Steve Kerr knew this season would be different, how could he not?
Still, even the Warriors head coach couldn't have predicted how drastically different his sixth season in the Bay would be.
Kevin Durant left to become a Net. Klay Thompson likely will miss the entire season rehabbing his torn ACL. Then, Steph Curry broke his left hand and will be re-evaluated in February and D'Angelo Russell missed nine of the first 21 games with a thumb sprain, leaving Kerr to lead a group of rookies, role players and reclamation projects through the NBA season.
Dynasties aren't built to last. Kerr, a six-time NBA champion as a player and coach, knows that. He knows how fleeting championship runs can be. The Warriors have gone from dreaded bully thirsting for June champagne to champion laying on the canvas as a 12-month recharge washes over them.

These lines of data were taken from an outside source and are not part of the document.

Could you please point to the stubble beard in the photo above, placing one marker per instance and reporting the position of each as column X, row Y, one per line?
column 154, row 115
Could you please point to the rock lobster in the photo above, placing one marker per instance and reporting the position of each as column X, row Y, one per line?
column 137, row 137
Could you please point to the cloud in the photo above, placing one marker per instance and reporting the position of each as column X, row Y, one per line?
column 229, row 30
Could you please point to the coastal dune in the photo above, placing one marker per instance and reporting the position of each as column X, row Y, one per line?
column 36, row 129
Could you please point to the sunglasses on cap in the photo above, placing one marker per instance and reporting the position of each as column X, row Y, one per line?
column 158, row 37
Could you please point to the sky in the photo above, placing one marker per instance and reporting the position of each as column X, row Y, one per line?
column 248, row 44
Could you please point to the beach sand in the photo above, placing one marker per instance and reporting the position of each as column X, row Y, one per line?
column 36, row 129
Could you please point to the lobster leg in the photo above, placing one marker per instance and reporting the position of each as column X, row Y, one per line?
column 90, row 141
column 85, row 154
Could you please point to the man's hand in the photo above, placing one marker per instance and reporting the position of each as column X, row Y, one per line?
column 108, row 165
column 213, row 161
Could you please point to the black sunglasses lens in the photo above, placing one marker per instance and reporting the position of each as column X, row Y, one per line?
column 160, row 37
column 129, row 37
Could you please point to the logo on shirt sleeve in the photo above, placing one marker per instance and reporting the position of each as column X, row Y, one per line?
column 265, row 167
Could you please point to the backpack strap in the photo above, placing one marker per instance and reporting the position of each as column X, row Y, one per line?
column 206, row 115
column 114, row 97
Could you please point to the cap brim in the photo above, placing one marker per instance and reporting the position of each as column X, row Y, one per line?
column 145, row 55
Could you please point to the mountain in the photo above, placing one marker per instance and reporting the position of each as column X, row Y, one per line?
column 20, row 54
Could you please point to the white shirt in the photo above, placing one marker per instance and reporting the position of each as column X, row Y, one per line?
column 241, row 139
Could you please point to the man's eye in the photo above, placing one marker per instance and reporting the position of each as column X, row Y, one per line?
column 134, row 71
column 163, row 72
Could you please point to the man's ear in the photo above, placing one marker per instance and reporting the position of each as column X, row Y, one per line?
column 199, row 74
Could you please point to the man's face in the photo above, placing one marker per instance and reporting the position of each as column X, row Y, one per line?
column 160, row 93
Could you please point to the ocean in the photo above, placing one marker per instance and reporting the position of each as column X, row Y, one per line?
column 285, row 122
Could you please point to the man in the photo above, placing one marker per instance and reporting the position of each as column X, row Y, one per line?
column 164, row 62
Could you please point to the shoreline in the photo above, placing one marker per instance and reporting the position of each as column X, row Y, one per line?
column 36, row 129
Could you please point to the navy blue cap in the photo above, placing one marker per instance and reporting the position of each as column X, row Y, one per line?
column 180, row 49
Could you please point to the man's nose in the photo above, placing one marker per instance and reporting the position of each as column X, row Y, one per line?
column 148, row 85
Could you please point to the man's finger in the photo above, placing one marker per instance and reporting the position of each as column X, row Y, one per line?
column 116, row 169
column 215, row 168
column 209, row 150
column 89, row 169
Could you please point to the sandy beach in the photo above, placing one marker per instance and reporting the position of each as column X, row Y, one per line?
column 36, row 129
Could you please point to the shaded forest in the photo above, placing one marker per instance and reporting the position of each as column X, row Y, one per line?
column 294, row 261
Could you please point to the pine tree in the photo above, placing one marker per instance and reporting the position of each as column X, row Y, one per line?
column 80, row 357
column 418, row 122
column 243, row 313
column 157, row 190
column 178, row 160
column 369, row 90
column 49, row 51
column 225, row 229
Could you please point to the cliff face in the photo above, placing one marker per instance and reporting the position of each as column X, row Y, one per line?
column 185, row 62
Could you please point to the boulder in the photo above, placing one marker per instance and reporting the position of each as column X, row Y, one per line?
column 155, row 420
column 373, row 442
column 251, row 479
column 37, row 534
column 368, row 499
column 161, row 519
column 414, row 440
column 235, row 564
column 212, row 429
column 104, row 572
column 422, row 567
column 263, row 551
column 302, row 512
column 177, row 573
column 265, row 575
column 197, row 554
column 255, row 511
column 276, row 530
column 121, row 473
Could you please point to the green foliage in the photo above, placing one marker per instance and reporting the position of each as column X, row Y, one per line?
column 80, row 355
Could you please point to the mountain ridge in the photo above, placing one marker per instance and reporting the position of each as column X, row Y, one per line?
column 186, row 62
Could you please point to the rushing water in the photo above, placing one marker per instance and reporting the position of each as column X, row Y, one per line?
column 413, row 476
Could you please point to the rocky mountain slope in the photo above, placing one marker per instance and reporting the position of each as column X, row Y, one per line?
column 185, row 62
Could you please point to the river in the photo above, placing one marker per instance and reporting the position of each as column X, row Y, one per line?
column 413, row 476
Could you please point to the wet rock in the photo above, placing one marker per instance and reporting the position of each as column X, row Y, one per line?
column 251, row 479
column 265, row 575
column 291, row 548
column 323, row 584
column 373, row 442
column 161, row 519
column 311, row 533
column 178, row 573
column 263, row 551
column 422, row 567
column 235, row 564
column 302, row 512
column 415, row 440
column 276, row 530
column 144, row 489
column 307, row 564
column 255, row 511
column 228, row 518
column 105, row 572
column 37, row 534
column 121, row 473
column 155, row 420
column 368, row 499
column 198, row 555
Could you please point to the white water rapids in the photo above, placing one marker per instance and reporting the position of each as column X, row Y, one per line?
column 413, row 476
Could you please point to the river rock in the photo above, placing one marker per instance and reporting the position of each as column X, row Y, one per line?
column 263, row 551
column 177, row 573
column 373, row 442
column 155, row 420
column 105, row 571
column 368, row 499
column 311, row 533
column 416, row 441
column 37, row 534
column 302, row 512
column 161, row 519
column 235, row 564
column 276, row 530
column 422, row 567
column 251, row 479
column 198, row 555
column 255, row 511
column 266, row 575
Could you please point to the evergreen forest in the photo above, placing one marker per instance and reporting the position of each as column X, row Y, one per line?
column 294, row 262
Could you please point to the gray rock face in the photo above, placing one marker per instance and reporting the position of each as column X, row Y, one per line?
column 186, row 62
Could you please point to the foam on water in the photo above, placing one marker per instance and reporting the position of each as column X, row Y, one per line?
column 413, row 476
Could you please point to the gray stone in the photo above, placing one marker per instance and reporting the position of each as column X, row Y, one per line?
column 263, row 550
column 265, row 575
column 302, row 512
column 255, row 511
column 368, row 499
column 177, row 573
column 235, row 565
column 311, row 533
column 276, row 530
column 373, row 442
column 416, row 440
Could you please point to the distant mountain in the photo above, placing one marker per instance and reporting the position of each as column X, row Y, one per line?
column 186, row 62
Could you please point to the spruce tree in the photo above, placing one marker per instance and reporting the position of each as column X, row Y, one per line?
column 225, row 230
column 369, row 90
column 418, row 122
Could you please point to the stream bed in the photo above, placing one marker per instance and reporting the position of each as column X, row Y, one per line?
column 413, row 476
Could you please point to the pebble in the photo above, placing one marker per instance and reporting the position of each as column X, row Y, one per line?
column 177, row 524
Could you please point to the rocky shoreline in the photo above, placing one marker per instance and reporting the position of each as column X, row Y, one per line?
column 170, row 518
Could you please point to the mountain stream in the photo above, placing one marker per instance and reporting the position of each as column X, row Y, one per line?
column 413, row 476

"No," Kerr laughed when NBC Sports Chicago's K.C. Johnson asked if he thought anyone savored last season's run when he told them too. "It's human nature to think we're going to win it again and we're going to keep going forever. Life changes quickly.

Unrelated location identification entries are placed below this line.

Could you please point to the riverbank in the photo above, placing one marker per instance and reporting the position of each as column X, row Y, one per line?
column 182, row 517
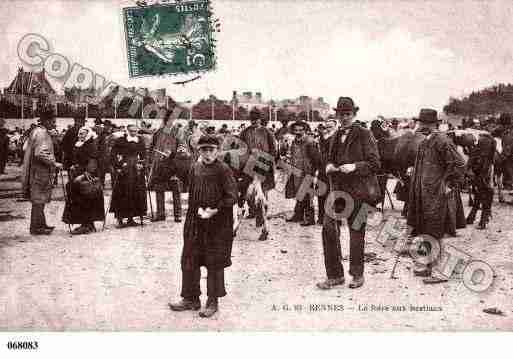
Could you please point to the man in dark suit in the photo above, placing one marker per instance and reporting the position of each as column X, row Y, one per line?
column 351, row 170
column 70, row 138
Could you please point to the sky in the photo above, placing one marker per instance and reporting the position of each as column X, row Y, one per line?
column 391, row 57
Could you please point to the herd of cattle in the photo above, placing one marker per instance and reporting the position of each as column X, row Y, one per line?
column 398, row 155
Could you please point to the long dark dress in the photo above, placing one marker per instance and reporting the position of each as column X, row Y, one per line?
column 430, row 210
column 81, row 209
column 208, row 242
column 129, row 189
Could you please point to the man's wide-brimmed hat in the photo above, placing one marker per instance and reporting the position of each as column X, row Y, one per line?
column 208, row 141
column 299, row 123
column 255, row 114
column 46, row 113
column 346, row 104
column 428, row 115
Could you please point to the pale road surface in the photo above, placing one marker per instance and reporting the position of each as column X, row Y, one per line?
column 123, row 279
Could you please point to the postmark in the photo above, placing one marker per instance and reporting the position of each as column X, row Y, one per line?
column 169, row 39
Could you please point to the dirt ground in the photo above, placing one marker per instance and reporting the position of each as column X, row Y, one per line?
column 122, row 279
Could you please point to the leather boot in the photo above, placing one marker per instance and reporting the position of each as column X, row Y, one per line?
column 357, row 282
column 185, row 304
column 177, row 203
column 161, row 209
column 485, row 218
column 298, row 213
column 211, row 308
column 472, row 216
column 120, row 223
column 309, row 216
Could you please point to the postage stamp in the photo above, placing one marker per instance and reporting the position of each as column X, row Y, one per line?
column 169, row 39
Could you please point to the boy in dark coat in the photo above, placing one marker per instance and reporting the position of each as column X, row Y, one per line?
column 435, row 205
column 306, row 158
column 208, row 229
column 351, row 170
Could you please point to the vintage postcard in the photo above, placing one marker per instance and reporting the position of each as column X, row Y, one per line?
column 247, row 165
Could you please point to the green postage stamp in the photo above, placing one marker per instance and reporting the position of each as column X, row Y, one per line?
column 169, row 39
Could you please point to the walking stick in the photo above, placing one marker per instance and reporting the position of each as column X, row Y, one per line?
column 149, row 195
column 110, row 199
column 65, row 197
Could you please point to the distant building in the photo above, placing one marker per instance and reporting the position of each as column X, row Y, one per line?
column 307, row 105
column 248, row 100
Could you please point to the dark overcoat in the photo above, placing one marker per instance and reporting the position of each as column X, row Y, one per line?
column 80, row 208
column 38, row 166
column 307, row 159
column 162, row 154
column 261, row 139
column 438, row 166
column 208, row 242
column 359, row 148
column 129, row 188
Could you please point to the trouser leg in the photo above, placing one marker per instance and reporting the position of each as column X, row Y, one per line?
column 299, row 209
column 37, row 217
column 331, row 248
column 3, row 162
column 161, row 205
column 215, row 283
column 309, row 212
column 177, row 199
column 191, row 283
column 356, row 252
column 177, row 205
column 321, row 202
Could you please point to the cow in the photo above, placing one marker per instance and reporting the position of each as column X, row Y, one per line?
column 234, row 152
column 482, row 154
column 397, row 154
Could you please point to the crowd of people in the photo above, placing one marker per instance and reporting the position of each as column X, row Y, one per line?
column 341, row 156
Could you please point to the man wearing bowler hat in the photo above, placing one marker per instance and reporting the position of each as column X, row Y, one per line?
column 434, row 206
column 208, row 229
column 352, row 166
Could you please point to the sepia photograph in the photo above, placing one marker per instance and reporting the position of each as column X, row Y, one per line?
column 255, row 166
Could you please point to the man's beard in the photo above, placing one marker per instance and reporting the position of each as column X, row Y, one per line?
column 346, row 122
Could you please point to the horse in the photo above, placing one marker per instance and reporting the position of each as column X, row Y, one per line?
column 397, row 154
column 234, row 152
column 479, row 148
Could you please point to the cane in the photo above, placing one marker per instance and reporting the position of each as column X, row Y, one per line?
column 110, row 199
column 149, row 195
column 65, row 197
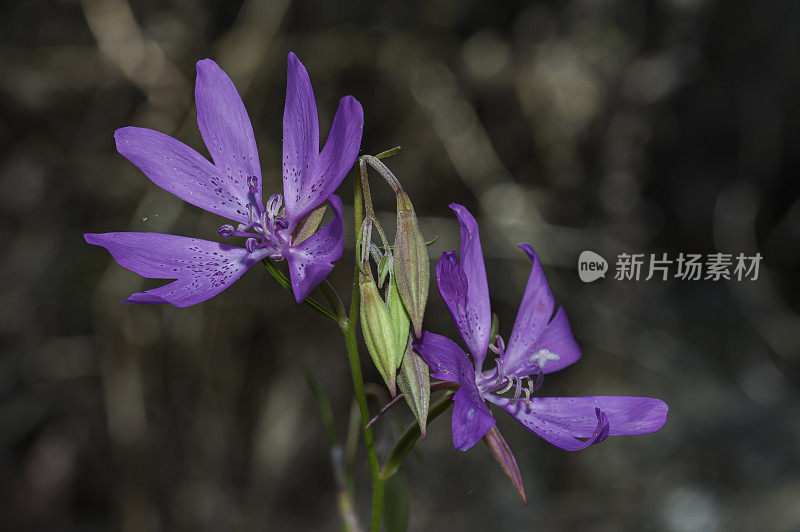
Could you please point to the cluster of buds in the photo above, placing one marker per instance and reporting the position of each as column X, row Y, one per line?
column 392, row 321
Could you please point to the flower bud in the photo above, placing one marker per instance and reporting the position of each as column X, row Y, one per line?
column 415, row 383
column 411, row 265
column 385, row 326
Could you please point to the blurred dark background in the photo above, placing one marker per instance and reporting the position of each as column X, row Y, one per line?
column 616, row 126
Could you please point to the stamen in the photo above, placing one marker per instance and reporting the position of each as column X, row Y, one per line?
column 251, row 244
column 517, row 391
column 252, row 184
column 274, row 205
column 539, row 380
column 528, row 392
column 501, row 345
column 508, row 386
column 226, row 230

"I talked not only to the media and our fans but to our team. Last year there were several times when I said, ‘This is going to be our best chance to win a championship.' We've got an incredible opportunity that may never come up again. That's something that's important for everybody to realize---fans, management, players. It is lightning in a bottle. You can do everything perfectly and you still may not get to where you think you might be."
The Warriors will be back. That's the plan at least. This season serves as a reboot point. A mere pitstop in a dynasty that has been paused not concluded.

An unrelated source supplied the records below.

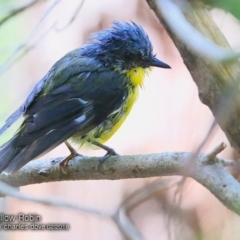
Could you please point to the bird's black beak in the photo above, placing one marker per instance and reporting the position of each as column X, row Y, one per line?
column 157, row 63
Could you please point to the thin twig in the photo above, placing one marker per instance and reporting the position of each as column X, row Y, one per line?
column 18, row 10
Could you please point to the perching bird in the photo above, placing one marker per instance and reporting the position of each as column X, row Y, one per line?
column 85, row 97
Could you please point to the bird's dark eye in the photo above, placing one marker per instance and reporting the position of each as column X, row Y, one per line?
column 129, row 56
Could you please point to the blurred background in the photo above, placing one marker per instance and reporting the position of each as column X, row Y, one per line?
column 168, row 116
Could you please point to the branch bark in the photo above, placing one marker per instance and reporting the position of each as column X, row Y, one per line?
column 208, row 172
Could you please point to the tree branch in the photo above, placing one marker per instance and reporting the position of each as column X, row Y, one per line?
column 209, row 173
column 218, row 83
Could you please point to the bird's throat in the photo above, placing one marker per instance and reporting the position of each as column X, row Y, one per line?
column 137, row 75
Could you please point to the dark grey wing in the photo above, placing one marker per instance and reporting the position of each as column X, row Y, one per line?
column 45, row 128
column 20, row 111
column 76, row 107
column 62, row 70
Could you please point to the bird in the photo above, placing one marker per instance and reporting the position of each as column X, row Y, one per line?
column 84, row 98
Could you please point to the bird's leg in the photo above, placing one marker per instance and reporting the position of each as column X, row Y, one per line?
column 73, row 153
column 110, row 151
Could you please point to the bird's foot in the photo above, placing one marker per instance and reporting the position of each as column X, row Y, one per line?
column 73, row 153
column 110, row 152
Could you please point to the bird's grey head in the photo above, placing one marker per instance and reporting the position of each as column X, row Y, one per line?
column 124, row 46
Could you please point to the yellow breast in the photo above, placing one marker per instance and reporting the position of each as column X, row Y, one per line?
column 137, row 76
column 105, row 130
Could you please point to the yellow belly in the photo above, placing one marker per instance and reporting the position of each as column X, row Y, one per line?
column 105, row 130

But plans, even those best laid, rarely go as drawn up. Kerr knows that. That's why he implored everyone from Curry to those sitting in the nosebleeds at Oracle Arena to enjoy one of the most impressive runs in NBA history.
You never know when things will come back, and things surely will never be the way they were when Curry and Warriors were pulverizing teams into oblivion en route to five-straight NBA Finals appearances.
That ride, as Kerr predicted, came to an end.
A new one has begun.
The Warriors sit at 4-19. Rookies Eric Paschall and Ky Bowman have played well, as has veteran swingman Glenn Robinson III. But it's unlikely to amount to many wins this season. It's instead about teaching, about growth for next season when a fully loaded Warriors team will enact its vengeance on an NBA that is taking pleasure in pummelling the wounded champions.
That will be a sweet moment for Kerr and the Warriors, should it come.
Pleasure, in sports and in life is, fleeting. Titles come. Confetti falls. Elation hits. Then, it's on to next year, and one day, before you've blinked, things are different. The run is over and a new course has been charted.
That course is expected to get the Warriors back to the top soon. If it does, expect everyone to heed Kerr's advice and enjoy the ride.